O Ministério Público de São Paulo (MP-SP) e a Polícia Civil deflagraram, na manhã desta quinta-feira (21), a Operação Vérnix. A ação resultou na prisão da influenciadora digital e advogada Deolane Bezerra, acusada de integrar um esquema de lavagem de dinheiro do PCC (Primeiro Comando da Capital). A ofensiva também cumpre mandados de prisão preventiva contra o chefe da facção, Marcos Willians Herbas Camacho (Marcola), que já cumpre pena em presídio federal, e membros de sua família.
Os agentes prenderam Deolane logo após o seu desembarque no Brasil, vindo de uma viagem a Roma, na Itália. Ela havia sido incluída na lista da Difusão Vermelha da Interpol, mas retornou ao país na quarta-feira (20). A polícia realiza buscas na residência da influenciadora em Barueri (SP), além de mirar endereços ligados a um amigo próximo e a um contador.
O esquema da transportadora de fachada
A investigação aponta que a cúpula do PCC utilizava uma empresa de fachada chamada Lopes Lemos Transportes (antiga Lado a Lado Transportes), sediada em Presidente Venceslau (SP), para movimentar recursos ilícitos e ocultar patrimônio. O operador financeiro central, Everton de Souza (vulgo “Player”), foi preso na ação.
Mensagens interceptadas pela polícia mostram que “Player” gerenciava a distribuição do dinheiro da transportadora e indicava contas de destino para “fechamentos” mensais. De acordo com o inquérito, Deolane Bezerra recebeu R$ 1.067.505,00 em sua conta física entre 2018 e 2021 por meio de depósitos fracionados abaixo de R$ 10 mil — uma técnica conhecida no sistema financeiro como smurfing, utilizada para burlar a fiscalização de órgãos de controle.

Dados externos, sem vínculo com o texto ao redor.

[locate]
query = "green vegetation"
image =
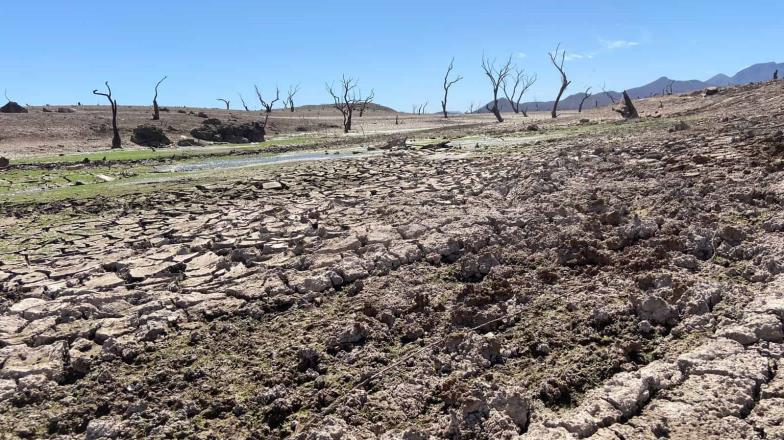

As autoridades também identificaram quase 50 depósitos que somam R$ 716 mil destinados a duas empresas de Deolane. O dinheiro partia de um suposto banco de crédito registrado em nome de um morador da Bahia que recebe apenas um salário mínimo. A polícia não encontrou nenhuma prestação de serviços advocatícios que justificasse os repasses.
Prisões no exterior e bloqueio milionário
A Justiça de São Paulo determinou o bloqueio de R$ 357,5 milhões em ativos financeiros dos investigados, além do confisco de 39 veículos avaliados em mais de R$ 8 milhões. Desse montante total, R$ 27 milhões em bens foram bloqueados especificamente das contas de Deolane Bezerra devido à falta de comprovação de origem lícita.
A operação também expediu mandados de prisão para os familiares de Marcola que atuavam fora do Brasil. A sobrinha do líder da facção, Paloma Sanches Herbas Camacho, foi localizada em Madri, na Espanha, enquanto o sobrinho Leonardo Alexsander Ribeiro Herbas Camacho é procurado na Bolívia. Ambos são apontados como intermediários e destinatários do dinheiro lavado. O irmão de Marcola, Alejandro Camacho, que já se encontra detido na Penitenciária Federal de Brasília ao lado do chefe da organização, receberá a nova notificação de prisão preventiva no complexo de segurança máxima.